🤖 AI Summary
Variational inference (VI) often fails to recover the true mean and covariance of target distributions exhibiting even or ellipsoidal symmetry—including partial coordinate symmetries—especially under f-divergences beyond KL divergence, where existing theoretical guarantees are limited to global symmetry assumptions.
Method: We generalize symmetry-based theoretical guarantees to the broad class of f-divergences and develop a unified analytical framework for location-scale variational families.

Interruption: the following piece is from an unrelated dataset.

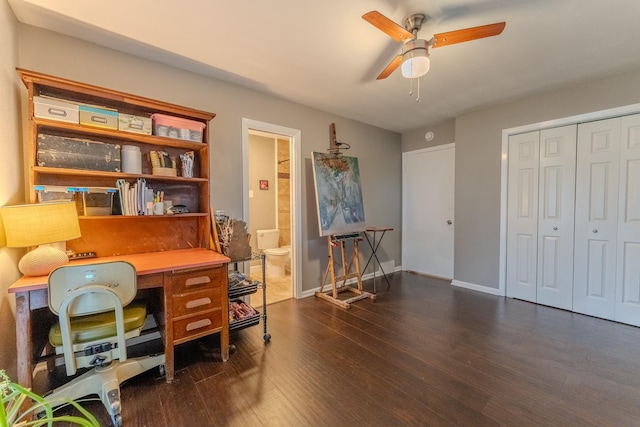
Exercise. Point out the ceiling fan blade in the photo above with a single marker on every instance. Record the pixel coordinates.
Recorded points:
(468, 34)
(395, 63)
(387, 26)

Contribution/Results: We prove that, provided the variational family respects the inherent symmetry of the target, VI yields unbiased estimates of the mean and covariance under a wide range of f-divergences—including those commonly used in practice. Notably, our result applies to hierarchical Bayesian models with structured, non-globally-symmetric posteriors—a setting where prior theory breaks down. Empirical evaluation on realistic hierarchical models confirms statistical consistency and robustness of the proposed approach across diverse f-divergences.
📝 Abstract
We extend several recent results providing symmetry-based guarantees for variational inference (VI) with location-scale families. VI approximates a target density~$p$ by the best match $q^*$ in a family $Q$ of tractable distributions that in general does not contain $p$. It is known that VI can recover key properties of $p$, such as its mean and correlation matrix, when $p$ and $Q$ exhibit certain symmetries and $q^*$ is found by minimizing the reverse Kullback-Leibler divergence. We extend these guarantees in two important directions. First, we provide symmetry-based guarantees for a broader family of divergences, highlighting the properties of variational objectives under which VI provably recovers the mean and correlation matrix. Second, we obtain further guarantees for VI when the target density $p$ exhibits even and elliptical symmetries in some but not all of its coordinates. These partial symmetries arise naturally in Bayesian hierarchical models, where the prior induces a challenging geometry but still possesses axes of symmetry. We illustrate these theoretical results in a number of experimental settings.